Brining home a new baby can be a lot of change for a toddler, and there was no exception for our 2-year-old Max when he met his little brother Dodge last week. Things started of fine with hugs and kisses but have daily descended into the expected pit of regression as Max acts out in an attempt to still be “the baby.” Temper tantrums, fake crying when Dodge cries, insisting that Dodge’s toys are his, and everything else you’d expect from a toddler robbed of being an only child. I feel bad for him…but at the same time I’m suddenly aware of how stinky and massive he is. Max is not a baby…he’s a big hulking kid.
The hardest part in all this is that Dodge got all tangled up during birth so we had to have a C-Section…meaning Kate can’t lift Max. So not only is he coping with not being the baby, he has to do it without Mama picking him up. It’s a lot for a little guy to digest.

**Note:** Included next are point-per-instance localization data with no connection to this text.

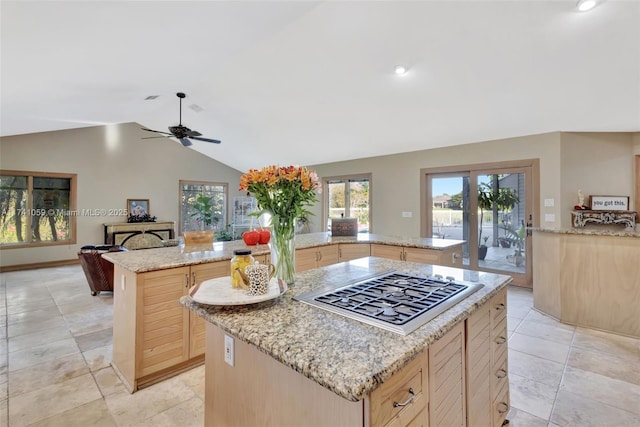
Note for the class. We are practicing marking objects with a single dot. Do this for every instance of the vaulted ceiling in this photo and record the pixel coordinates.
(307, 82)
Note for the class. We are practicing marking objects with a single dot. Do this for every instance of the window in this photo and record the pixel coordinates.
(349, 197)
(203, 206)
(36, 209)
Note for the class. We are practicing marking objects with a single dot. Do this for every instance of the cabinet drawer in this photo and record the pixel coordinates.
(351, 251)
(499, 307)
(384, 399)
(499, 375)
(501, 406)
(387, 251)
(499, 342)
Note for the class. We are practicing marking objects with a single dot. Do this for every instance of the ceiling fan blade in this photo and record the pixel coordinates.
(156, 131)
(215, 141)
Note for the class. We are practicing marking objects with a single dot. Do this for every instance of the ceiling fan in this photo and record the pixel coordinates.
(181, 132)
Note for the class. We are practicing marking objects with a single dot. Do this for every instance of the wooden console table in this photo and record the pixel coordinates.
(138, 235)
(580, 218)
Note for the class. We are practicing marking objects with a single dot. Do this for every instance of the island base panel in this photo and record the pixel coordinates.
(258, 390)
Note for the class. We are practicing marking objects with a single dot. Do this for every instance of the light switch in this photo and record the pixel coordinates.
(228, 349)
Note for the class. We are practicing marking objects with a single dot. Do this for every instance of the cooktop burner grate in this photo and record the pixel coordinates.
(394, 301)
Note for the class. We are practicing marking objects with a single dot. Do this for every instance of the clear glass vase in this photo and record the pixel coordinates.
(283, 249)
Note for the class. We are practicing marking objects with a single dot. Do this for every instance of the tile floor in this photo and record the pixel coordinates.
(55, 348)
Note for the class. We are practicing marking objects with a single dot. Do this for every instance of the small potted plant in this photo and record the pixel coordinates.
(205, 217)
(517, 236)
(482, 249)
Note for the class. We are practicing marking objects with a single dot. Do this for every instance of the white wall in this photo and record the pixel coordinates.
(396, 178)
(113, 164)
(600, 164)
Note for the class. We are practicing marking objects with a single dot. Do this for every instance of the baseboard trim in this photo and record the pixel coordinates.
(19, 267)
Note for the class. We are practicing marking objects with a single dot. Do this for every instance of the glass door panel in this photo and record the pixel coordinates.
(450, 210)
(489, 210)
(501, 222)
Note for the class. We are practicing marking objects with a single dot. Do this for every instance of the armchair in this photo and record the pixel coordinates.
(99, 271)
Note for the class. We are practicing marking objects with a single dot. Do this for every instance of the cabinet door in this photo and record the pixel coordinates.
(328, 255)
(422, 255)
(306, 259)
(163, 330)
(409, 388)
(479, 369)
(447, 379)
(387, 251)
(349, 251)
(197, 325)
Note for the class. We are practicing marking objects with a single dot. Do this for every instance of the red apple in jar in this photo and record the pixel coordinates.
(265, 236)
(251, 238)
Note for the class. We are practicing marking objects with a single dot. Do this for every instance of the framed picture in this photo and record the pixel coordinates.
(138, 207)
(609, 203)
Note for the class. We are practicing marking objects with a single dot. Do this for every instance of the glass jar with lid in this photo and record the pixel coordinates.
(241, 258)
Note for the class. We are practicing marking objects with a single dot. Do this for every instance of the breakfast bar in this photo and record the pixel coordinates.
(155, 338)
(590, 278)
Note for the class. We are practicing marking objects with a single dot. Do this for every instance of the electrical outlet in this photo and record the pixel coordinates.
(228, 349)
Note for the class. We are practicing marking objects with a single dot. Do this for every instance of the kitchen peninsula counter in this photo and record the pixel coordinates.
(588, 277)
(178, 256)
(347, 357)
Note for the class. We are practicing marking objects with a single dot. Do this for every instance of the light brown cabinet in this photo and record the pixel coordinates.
(487, 370)
(499, 368)
(447, 379)
(478, 361)
(350, 251)
(154, 337)
(457, 381)
(315, 257)
(403, 399)
(450, 256)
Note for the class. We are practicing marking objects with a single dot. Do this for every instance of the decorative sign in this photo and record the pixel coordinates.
(609, 203)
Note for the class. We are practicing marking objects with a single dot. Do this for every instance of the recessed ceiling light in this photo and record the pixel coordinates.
(584, 5)
(400, 70)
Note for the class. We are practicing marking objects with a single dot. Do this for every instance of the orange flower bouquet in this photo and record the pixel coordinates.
(284, 193)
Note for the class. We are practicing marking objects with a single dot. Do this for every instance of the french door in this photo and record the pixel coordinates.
(490, 208)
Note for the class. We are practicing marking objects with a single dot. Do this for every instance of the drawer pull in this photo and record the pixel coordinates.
(406, 402)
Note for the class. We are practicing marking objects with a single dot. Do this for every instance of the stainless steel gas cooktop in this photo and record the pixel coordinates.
(393, 301)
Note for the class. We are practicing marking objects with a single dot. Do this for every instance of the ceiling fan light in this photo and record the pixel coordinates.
(400, 70)
(585, 5)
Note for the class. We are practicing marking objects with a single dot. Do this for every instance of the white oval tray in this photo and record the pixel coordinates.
(218, 291)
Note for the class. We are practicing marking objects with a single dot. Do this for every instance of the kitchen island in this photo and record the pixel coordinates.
(155, 338)
(294, 364)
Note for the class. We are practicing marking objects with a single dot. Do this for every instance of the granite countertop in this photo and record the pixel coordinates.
(348, 357)
(589, 232)
(143, 260)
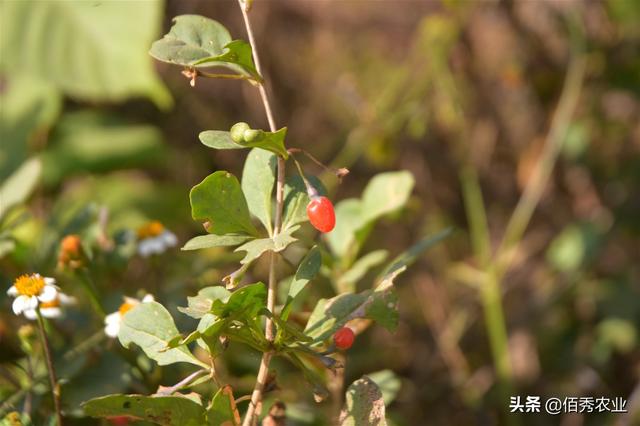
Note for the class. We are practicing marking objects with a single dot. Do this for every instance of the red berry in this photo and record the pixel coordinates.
(321, 214)
(344, 338)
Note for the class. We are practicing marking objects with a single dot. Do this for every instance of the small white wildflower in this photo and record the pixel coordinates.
(51, 309)
(30, 290)
(112, 321)
(154, 238)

I’m working from home this week but fully aware of the fact that next week we need some solutions for how Kate will be able to handle both Max and Dodge…so we started celebrating “Big Boy Moments!” Max can already go up and down the stairs all on his own so even if it is me (who can lift him) he’s been asked to walk on his own like a “big boy.” Diapers can be changed on the floor, he can get in and out of his car seat in Mama’s car, he can sit at the table and feed himself. He’s pretty much fully prepared to be a big boy with the exception of one thing…the crib.

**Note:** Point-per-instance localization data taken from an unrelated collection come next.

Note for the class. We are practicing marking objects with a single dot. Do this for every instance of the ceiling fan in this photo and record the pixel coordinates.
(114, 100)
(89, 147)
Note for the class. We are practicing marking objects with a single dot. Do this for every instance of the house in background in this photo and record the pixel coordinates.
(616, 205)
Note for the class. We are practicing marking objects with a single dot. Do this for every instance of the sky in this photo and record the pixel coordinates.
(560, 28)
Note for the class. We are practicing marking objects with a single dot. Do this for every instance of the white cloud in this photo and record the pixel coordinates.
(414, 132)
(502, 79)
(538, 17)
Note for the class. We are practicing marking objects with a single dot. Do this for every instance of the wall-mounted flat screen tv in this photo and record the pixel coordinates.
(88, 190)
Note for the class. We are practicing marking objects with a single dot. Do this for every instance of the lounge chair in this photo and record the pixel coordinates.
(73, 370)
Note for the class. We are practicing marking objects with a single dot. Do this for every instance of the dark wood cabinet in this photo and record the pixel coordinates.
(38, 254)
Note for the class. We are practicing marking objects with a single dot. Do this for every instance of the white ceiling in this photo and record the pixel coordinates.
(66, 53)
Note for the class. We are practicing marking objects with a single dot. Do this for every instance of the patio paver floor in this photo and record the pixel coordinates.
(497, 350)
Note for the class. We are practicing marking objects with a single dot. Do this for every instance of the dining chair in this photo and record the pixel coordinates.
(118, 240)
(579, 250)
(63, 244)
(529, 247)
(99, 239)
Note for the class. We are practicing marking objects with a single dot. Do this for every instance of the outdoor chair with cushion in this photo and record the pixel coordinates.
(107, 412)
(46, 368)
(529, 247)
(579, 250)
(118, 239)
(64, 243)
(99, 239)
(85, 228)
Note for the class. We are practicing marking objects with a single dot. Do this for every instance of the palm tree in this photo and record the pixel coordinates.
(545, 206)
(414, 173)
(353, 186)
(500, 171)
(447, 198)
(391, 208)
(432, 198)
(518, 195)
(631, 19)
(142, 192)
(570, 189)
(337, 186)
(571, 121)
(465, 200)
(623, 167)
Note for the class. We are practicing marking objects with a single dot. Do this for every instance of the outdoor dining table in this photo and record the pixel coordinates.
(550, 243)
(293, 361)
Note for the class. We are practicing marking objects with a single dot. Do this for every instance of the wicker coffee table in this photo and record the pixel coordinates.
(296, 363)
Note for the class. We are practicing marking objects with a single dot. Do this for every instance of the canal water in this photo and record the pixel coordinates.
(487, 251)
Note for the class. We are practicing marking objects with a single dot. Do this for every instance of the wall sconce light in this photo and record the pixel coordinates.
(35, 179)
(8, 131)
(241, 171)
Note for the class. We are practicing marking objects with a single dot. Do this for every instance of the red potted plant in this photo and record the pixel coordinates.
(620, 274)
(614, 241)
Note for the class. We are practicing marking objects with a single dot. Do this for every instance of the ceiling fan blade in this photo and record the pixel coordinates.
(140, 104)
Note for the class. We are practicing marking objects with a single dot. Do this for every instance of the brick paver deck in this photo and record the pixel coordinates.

Knowing it was a lot to throw at Max all at once, I took the front of the crib off and threw a “Big Boy Bed Party” for Max which pretty much consisted of showing him the bed and reading books with him in bed. Max was very excited to have a bed that was just the right size for him and loved crawling in and out of it at his leisure. We discussed the rules of the bed and how once it was night-night time he had to stay in the bed. He agreed. Then it was nap time…and the true test. Would he stay in bed? I tucked him in, kissed him goodnight, then left to observe from the camera. This is what I saw:
Between the Muffin and Orange Monster tests there was a brief out-of-bed experience to help Muffin back to bed. Other than that…he has stayed in bed. On his third night he fell out and bonked his head, since then he has slept in the back corner instead draped over the edge. In the morning he gets out of bed on his own and plays with his toys, reads books, and dresses Muffin. Then he knocks on the door and says “I’m up!” and we come get him. Not too shabby.
Since implementing the “Big Boy” test he has also attempted to pee in the potty twice, started doing his own dishes, and tries to help with Dodge. When he can’t help with Dodge he plays pretend with Muffin and acts out the role of parent. Muffin recently found his way into the bath and is currently tumbling in the dryer out of sight. Adding a brother to the mix will be beneficial to both children as they will fight, compete, love each other, and eventually learn to work as a unified force in defeating Mommy and Daddy and getting into trouble beyond my wildest nightmares. For now…we are all in transition. Kate and I are learning how to be parents of two while maintaining our identities as individuals, a couple, and professionals. Max is learning how to be a big boy, a big brother, and not the center of attention. Dodge is learning that the dark blurry shape in front of him is Dada. So long freedom!!!